Waiting for an Orgy

The Toronto Daily Star

OCTOBER 19, 1922

CONSTANTINOPLE.—There is a tight-drawn, electric tension in Constantinople such as only people who live in a city that has never been invaded can imagine.

Take the tension that comes when the pitcher steps into the box before the packed stands at the first game of the world series, multiply it by the tension that comes when the barrier snaps up, the gong clangs and they’re off at the King’s Plate at the Woodbine [Toronto racetrack], add to it the tension in your mind when you walk the floor downstairs as you wait frightened and cold for someone you love, while a doctor and a nurse are doing something in a room above that you cannot help in any way, and you have something comparable to the feeling in Constantinople now.

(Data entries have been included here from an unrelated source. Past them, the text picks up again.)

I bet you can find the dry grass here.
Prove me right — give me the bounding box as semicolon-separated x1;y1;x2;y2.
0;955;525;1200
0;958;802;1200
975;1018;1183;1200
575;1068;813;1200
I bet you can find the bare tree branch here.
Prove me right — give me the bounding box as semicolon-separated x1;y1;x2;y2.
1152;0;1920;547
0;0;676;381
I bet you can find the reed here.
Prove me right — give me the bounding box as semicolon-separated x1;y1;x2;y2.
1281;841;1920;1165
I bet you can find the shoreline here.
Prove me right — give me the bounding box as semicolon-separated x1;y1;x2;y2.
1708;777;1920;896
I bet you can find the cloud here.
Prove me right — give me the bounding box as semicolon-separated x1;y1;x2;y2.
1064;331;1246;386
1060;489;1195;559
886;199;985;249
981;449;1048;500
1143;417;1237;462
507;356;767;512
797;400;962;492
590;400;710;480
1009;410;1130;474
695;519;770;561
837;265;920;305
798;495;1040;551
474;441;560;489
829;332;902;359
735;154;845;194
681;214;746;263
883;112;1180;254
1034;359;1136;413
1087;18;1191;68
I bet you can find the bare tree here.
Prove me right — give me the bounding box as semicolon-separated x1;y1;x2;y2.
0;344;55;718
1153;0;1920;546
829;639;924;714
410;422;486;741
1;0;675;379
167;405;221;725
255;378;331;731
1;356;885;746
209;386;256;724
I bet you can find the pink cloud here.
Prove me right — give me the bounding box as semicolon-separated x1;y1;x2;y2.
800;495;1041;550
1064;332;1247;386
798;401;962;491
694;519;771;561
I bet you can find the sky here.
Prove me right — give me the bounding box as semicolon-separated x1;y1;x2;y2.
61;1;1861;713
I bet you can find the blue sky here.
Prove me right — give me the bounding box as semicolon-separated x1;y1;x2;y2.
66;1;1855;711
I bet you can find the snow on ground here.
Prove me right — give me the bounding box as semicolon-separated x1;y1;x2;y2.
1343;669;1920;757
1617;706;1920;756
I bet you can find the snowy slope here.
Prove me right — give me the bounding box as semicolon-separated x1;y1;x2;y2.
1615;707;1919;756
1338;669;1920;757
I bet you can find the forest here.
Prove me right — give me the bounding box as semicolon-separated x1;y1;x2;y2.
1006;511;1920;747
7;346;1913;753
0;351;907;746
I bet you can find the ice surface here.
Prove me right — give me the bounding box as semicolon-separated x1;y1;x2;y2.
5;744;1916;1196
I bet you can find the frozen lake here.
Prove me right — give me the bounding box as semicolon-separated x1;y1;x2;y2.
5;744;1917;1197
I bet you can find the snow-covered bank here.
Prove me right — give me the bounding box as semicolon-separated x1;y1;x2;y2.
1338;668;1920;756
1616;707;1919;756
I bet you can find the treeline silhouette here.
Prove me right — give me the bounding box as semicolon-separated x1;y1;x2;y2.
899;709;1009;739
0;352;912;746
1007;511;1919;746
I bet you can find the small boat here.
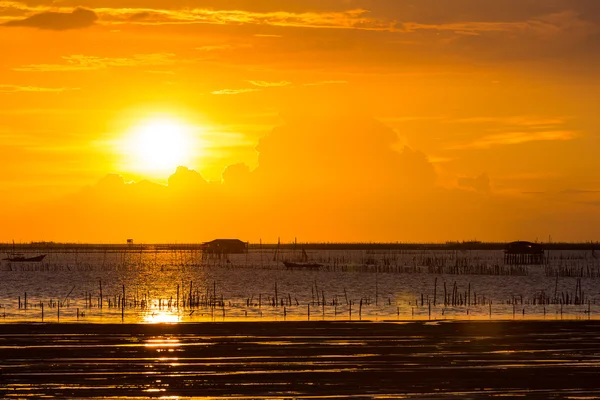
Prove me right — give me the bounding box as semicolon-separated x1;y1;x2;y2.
283;261;323;270
282;248;322;270
3;241;46;262
3;254;46;262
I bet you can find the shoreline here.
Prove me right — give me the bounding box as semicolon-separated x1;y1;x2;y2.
2;318;600;331
1;241;599;251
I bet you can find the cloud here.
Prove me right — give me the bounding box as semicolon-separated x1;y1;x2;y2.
91;4;596;48
3;7;97;30
451;130;577;149
561;189;600;195
168;166;207;191
402;11;591;36
445;115;578;150
97;8;397;32
28;113;448;242
211;88;261;95
247;80;292;87
211;80;292;96
4;2;592;46
0;84;78;93
445;116;569;127
0;2;29;18
303;80;348;86
459;173;491;193
196;45;237;52
255;114;436;190
3;2;598;66
222;163;251;186
14;53;177;72
8;106;598;242
428;156;454;164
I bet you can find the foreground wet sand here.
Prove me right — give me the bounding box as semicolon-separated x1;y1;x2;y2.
1;321;600;398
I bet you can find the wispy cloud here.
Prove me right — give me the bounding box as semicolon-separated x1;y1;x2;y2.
1;2;596;43
446;114;578;149
195;44;249;52
98;8;395;32
446;116;569;127
403;11;596;38
211;88;261;95
561;189;600;195
247;80;292;87
451;130;577;149
14;53;177;72
212;79;345;95
303;80;348;86
380;115;446;123
0;84;78;93
213;80;292;95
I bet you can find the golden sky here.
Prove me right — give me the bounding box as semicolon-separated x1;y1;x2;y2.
1;0;599;243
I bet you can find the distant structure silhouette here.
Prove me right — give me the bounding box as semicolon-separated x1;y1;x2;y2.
504;241;545;265
202;239;248;255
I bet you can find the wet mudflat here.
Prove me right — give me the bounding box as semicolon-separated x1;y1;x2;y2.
1;321;600;399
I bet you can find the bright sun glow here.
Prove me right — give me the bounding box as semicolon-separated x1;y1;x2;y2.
124;118;200;175
143;311;181;324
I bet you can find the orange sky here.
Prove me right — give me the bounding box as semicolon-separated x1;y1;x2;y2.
1;0;600;243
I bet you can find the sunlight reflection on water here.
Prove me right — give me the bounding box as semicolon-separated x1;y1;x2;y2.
143;311;181;324
1;249;599;323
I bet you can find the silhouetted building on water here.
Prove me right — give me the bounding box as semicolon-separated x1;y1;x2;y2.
202;239;248;255
504;241;545;265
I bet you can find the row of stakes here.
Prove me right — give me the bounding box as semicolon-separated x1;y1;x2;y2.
6;282;595;322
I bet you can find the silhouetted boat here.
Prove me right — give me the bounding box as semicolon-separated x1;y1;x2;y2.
282;248;322;270
4;241;46;262
3;254;46;262
282;261;323;270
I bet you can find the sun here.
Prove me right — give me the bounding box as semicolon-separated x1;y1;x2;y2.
123;118;200;175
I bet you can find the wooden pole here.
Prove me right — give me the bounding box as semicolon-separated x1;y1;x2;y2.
359;299;362;320
121;285;125;322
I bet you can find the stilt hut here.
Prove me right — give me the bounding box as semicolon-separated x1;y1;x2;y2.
202;239;248;255
504;241;545;265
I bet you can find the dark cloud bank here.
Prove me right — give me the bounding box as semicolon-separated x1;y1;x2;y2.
3;8;97;30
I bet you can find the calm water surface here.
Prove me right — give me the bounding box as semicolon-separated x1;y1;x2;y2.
1;249;599;323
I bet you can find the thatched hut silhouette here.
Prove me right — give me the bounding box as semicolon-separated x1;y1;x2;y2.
504;241;545;265
202;239;248;255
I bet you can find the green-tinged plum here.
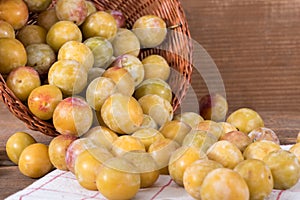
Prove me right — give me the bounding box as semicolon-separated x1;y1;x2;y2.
53;97;93;137
48;135;77;171
87;67;105;84
234;159;274;200
37;8;59;31
27;84;63;120
101;93;144;134
111;54;144;86
133;15;167;48
196;120;223;140
55;0;88;26
0;20;15;38
142;55;170;81
206;140;244;169
102;66;135;96
263;149;300;190
0;0;28;30
86;77;117;111
82;11;117;41
134;78;172;103
26;43;56;79
24;0;52;12
83;126;118;150
112;28;140;57
174;112;204;129
226;108;264;134
48;59;87;96
6;132;36;165
6;66;41;101
58;41;94;72
46;21;82;52
159;120;191;145
138;94;173;127
83;37;113;68
289;143;300;163
0;38;27;75
199;93;228;122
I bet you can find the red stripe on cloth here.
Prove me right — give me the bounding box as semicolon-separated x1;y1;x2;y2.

It is we correspondents who have nothing at stake that get the selfish world series thrill. Even at that, I never lay awake all night in October before a world series because it was too hot to sleep, nor fought mosquitoes and bedbugs in the best New York or Chicago hotels.

It is the collection of cutthroats, robbers, bandits, thugs and Levantine pirates who have gathered here from Batum to Bagdad, and from Singapore to Sicily, that are getting the Woodbine thrill. They are waiting for the looting to begin. And they are ready to begin it on their own account as soon as the triumphal entry of Mustapha Kemal Pasha’s troops starts the riotous orgy of celebration that will permit them to fire the wooden tenement quarter which will burn like a gasoline-soaked matchbox.

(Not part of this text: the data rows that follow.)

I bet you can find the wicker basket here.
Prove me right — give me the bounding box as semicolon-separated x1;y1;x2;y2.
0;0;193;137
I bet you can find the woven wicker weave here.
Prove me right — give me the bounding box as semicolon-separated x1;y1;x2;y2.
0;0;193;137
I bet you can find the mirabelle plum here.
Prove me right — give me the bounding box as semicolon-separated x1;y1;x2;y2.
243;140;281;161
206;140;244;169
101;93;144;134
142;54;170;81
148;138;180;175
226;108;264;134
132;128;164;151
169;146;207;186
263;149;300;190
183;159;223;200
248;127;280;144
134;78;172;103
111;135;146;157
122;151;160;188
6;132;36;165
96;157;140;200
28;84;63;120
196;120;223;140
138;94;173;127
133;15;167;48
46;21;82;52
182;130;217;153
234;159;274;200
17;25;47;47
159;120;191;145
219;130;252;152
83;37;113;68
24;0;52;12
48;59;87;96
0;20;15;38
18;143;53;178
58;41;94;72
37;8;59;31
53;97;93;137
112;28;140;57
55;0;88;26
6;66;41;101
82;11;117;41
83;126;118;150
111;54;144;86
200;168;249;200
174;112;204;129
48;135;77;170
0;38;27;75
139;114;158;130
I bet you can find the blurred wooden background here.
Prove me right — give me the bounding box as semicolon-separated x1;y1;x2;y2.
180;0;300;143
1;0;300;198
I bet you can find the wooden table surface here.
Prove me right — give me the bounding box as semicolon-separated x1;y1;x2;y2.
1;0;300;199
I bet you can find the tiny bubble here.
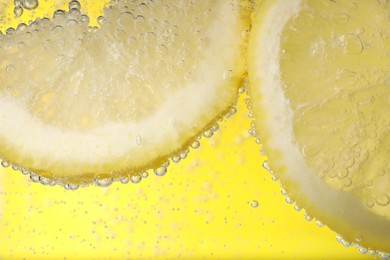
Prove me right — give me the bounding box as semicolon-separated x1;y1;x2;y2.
250;200;259;208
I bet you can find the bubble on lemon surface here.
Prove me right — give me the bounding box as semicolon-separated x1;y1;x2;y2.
13;6;23;17
22;0;38;10
279;0;390;216
0;0;250;183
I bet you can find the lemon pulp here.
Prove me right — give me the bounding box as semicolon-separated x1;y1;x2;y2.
0;0;250;183
248;0;390;252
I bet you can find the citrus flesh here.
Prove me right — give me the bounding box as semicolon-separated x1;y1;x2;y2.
0;0;250;183
248;0;390;252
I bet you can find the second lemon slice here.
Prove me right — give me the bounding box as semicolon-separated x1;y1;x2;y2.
0;0;250;184
248;0;390;253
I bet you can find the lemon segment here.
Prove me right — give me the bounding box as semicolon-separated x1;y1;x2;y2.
248;0;390;252
0;1;250;183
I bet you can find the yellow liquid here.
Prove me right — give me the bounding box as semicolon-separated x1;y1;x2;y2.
0;1;374;258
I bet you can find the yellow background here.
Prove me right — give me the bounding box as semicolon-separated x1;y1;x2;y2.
0;1;372;259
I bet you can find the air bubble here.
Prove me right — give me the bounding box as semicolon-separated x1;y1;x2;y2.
14;0;22;7
211;123;219;132
336;168;349;179
223;70;233;80
53;10;66;21
119;177;129;184
94;178;113;187
285;197;293;204
80;15;90;24
6;28;15;35
203;130;213;138
180;150;189;159
250;200;259;208
52;25;64;34
336;236;351;248
64;183;79;190
141;172;149;179
130;175;142;184
17;23;27;31
304;213;313;222
39;176;52;185
68;0;81;10
6;65;15;73
241;29;249;39
22;0;39;10
293;204;301;211
341;239;351;248
247;110;254;118
135;14;145;23
1;161;10;168
379;252;390;258
365;200;375;208
12;164;19;171
302;145;319;157
30;173;40;183
172;155;181;163
375;194;389;206
136;135;142;145
262;160;270;171
316;220;324;227
118;12;134;27
225;107;237;118
68;8;81;19
66;19;79;27
14;6;23;17
191;140;200;149
20;168;29;175
156;44;168;55
342;177;352;187
97;16;105;25
238;85;246;94
358;247;368;254
154;166;167;176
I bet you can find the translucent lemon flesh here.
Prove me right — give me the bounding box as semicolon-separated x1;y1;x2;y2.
0;0;250;183
248;0;389;252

If the Allied and Turkish police prevent the orgy that has been planned for the celebration of the Kemal entry it will be one of the finest achievements in the world, because the tough element of all the Near East, of the Balkans, and of the Mediterranean are gathered in Constantinople like jackals waiting for the lion to make his kill.

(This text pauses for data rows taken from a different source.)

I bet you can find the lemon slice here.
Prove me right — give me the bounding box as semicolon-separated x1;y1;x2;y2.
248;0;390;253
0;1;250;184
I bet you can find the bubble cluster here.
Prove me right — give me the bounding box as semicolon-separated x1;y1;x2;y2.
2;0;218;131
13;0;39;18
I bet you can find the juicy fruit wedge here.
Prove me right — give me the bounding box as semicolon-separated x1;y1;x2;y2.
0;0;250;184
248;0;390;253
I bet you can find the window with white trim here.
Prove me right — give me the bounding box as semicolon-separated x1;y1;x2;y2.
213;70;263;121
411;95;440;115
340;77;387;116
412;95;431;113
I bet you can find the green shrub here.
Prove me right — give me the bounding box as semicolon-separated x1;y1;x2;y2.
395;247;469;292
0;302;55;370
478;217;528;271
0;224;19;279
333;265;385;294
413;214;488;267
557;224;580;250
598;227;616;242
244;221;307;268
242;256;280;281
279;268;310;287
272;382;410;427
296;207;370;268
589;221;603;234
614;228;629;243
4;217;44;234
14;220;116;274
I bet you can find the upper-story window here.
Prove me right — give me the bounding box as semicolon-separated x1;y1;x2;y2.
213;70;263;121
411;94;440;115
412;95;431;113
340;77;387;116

The people who are getting the sickening, cold, crawling fear-thrill are the Armenians, Greeks and Macedonians, who cannot get away or who have elected to stay. Those who stay are arming themselves and talking desperately.

The landlord of my hotel is a Greek. He has bought the place with his life’s savings. Everything he has in the world is invested in it. I am now the only guest.

“I tell you, sir,” he said last night. “I’m going to fight. We are armed and there are plenty of Christians armed too. I am not going to leave all my life’s work here just because the French force the Allies to give Constantinople to that bandit Kemal. Why do they do it? Greece fought for the Allies in the war and now they desert us. We cannot understand it.”

There are many Greeks talking that way. And all those who are staying are arming. That, of course, increases the danger of trouble still further, because if some Greek in a nervous hysteria takes a potshot at some Turkish celebrators the whole pot will boil over in an instant.

Russian refugees are still another class that are tremendously affected by the coming entry of the Kemalist army. Up till now Constantinople has been the great place of refuge for those of the old regime in Russia who fled from the Soviets.

Many of them have death sentences pending which will be executed if they are handed over to the Soviet government. Kemal is hand in glove with the Soviets and his entry will wipe out the greatest Russian sanctuary.

Fully a fourth of the uniforms you see on the streets are Russian, either the old Imperial army or the troops of Wrangel, Denikin and Yudenitch. Their wearers fled to Constantinople or were evacuated with the remnants of the counterrevolutionary forces, and have not had enough money since to buy any other clothes. Just how Kemal, and his allies of the cheka, will dispose of these men in the high-booted, loosely bloused, worn old Russian uniforms who have been fighting against the Soviets and cannot disguise the fact, is not a pleasant problem.

I would hate to be Kemal with all the dangerous prestige of a great victory behind me and these problems ahead. All the East says that Mustapha Kemal Pasha is a great man. At least he is a successful man, but his entry into Constantinople will be the first indication of whether his fame is to be merely the bubble of military reputation, always burst by the first defeat, or the greatness of a man who can deal with the problems his victory has brought him.

The cards look stacked against him in Constantinople, but if he can accomplish a peaceful entry, keep his troops in hand, and see there is no reign of terror, it will be of greater permanent value to Turkey than many victories in Thrace.